By contrast, the COPE team uses low-cost, Earth-abundant organic materials to fabricate a display surface that can produce plentiful light from a small amount of electric current. The researchers deposit exceedingly thin metal foils and films of organic molecules on a very thin plastic substrate. The total device has a thickness of about 100 nm. This is much thinner than conventional displays, which can be up to a millimeter thick.

COPE’s current device fabrication method involves evaporating organic molecules using extreme heat and then depositing them onto a plastic substrate. In the future, however, OLED light-emitting surfaces could be manufactured using roll-to-roll printing processes. This approach may yield large display surfaces capable of showing video or providing customizable lighting sources covering entire walls or ceilings.

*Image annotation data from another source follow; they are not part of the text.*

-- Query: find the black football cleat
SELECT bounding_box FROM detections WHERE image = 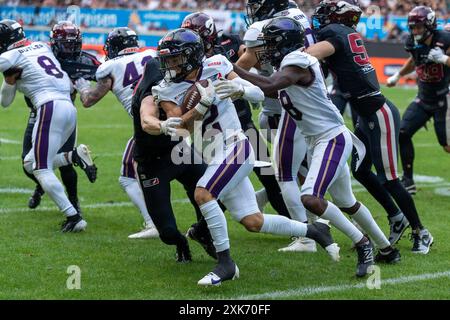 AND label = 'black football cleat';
[355,240,374,278]
[400,176,417,195]
[375,248,401,264]
[28,186,45,209]
[72,144,97,183]
[61,214,87,232]
[186,223,217,260]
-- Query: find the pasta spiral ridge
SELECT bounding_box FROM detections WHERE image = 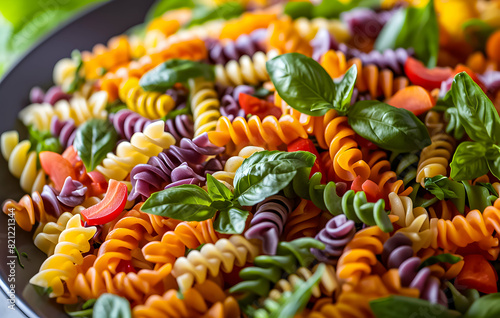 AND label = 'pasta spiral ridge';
[142,219,221,267]
[18,91,108,131]
[311,214,356,264]
[208,115,307,150]
[245,195,292,255]
[96,121,175,181]
[416,134,455,187]
[0,130,46,193]
[172,235,260,291]
[30,215,96,297]
[215,51,277,86]
[229,238,324,299]
[129,133,224,200]
[133,280,240,318]
[119,77,175,120]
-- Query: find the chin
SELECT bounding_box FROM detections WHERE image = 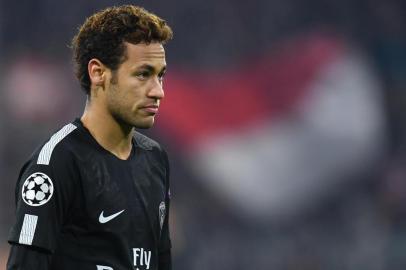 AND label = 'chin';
[133,119,154,129]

Because they’re flexible, OLEDs can also conform to curved surfaces. That capability would allow them to serve as light-emitting surfaces in tight places such as medical catheters or to provide illumination for optics and protective gear used during surgery.

COPE’s approach also promises environmental benefits. The organic materials used by the light-emitting foil and its substrate can be designed to be biodegradable. Unlike conventional displays, which may contain elements that are toxic and costly to recycle, simply being dissolved in water at room temperature could recycle an OLED display.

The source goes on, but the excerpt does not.